15 April 2011: About 8,000 students at Makerere University in Kampala go on strike, complaining about a proposal that would double tuition costs. Some of the students where brandishing banners calling for President Museveni to step down.
16 April 2011: President Museveni speaks out for the first time about the protests as calm returns to Uganda. Here are some of the highlights from his speech:
“There will be no demonstrations in Kampala … if Besigye wants to walk for exercise let him do it somewhere else.”
“If Besigye demonstrates, will it bring international oil prices down because he has demonstrated? Will it rain because Besigye has demonstrated?”
“Demonstrations will worsen the situation because business people will be scared to transport food and fuel to the city because their vehicles will be burnt.”
“Some people have been saying we should remove the tax on fuel, but the tax is small and we need this money to build roads and if we removed this tax we would be subsidising consumption.”
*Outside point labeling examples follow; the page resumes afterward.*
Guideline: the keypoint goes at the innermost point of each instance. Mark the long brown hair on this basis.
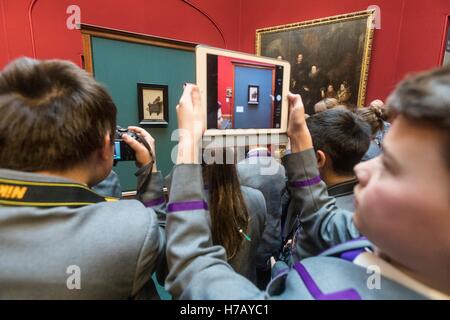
(229, 214)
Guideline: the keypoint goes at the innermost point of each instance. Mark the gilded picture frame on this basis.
(329, 57)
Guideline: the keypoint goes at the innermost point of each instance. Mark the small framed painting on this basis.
(153, 105)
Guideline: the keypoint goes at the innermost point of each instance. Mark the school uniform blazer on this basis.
(265, 174)
(114, 247)
(110, 186)
(198, 270)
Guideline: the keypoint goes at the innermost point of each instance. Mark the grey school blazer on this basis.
(198, 269)
(245, 261)
(114, 247)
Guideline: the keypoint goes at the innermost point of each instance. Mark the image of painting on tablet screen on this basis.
(243, 94)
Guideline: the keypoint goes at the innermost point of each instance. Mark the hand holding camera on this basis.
(139, 146)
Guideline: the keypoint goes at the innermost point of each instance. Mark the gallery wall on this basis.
(169, 18)
(410, 38)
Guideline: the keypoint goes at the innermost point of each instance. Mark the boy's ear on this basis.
(105, 152)
(321, 159)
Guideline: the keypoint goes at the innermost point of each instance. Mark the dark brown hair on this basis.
(374, 116)
(227, 208)
(424, 99)
(53, 115)
(342, 135)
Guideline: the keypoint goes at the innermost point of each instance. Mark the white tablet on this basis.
(243, 94)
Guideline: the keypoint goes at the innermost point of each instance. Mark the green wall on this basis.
(120, 66)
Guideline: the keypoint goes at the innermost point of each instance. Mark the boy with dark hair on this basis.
(340, 139)
(58, 238)
(402, 207)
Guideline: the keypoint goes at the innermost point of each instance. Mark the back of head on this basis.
(227, 207)
(342, 136)
(424, 100)
(325, 104)
(53, 115)
(374, 116)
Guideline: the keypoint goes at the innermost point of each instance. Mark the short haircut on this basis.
(54, 115)
(342, 136)
(424, 99)
(374, 116)
(325, 104)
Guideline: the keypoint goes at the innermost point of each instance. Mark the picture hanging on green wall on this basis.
(153, 101)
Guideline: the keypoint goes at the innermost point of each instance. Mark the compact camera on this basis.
(122, 151)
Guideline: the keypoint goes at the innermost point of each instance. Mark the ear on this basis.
(106, 150)
(321, 159)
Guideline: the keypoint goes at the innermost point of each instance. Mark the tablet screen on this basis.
(243, 93)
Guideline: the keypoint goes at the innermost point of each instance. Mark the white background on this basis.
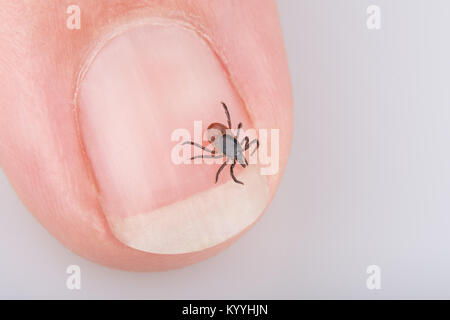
(368, 180)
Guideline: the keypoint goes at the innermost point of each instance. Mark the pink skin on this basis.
(40, 149)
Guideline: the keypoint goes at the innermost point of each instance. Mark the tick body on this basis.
(226, 145)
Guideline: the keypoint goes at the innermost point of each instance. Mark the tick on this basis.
(226, 145)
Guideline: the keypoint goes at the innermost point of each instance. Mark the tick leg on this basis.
(246, 139)
(232, 174)
(209, 156)
(228, 115)
(220, 169)
(197, 145)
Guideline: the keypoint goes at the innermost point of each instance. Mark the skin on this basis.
(39, 144)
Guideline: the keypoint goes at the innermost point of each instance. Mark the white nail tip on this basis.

“What I call on the public to do is to use fuel sparingly, don’t drive to bars.”
Uganda faces a tough road ahead with rising oil prices and a looming famine as drought continues in the East Africa / Horn of Africa region. I doubt that these protests will lead to substantive changes in the government. President Museveni made some excellent points on Saturday – first that blaming the government for inflation is ridiculous and second that rioting will only make the situation worse.
PHOTO | AFP Ugandan military police pass a barricade of rocks by supporters of opposition leader Kizza Besigye made in Kasangati. Police used tear gas and fired in the air to prevent the leader from marching to protest against the rising cost of living he says is due to bad governance by President Yoweri Museveni.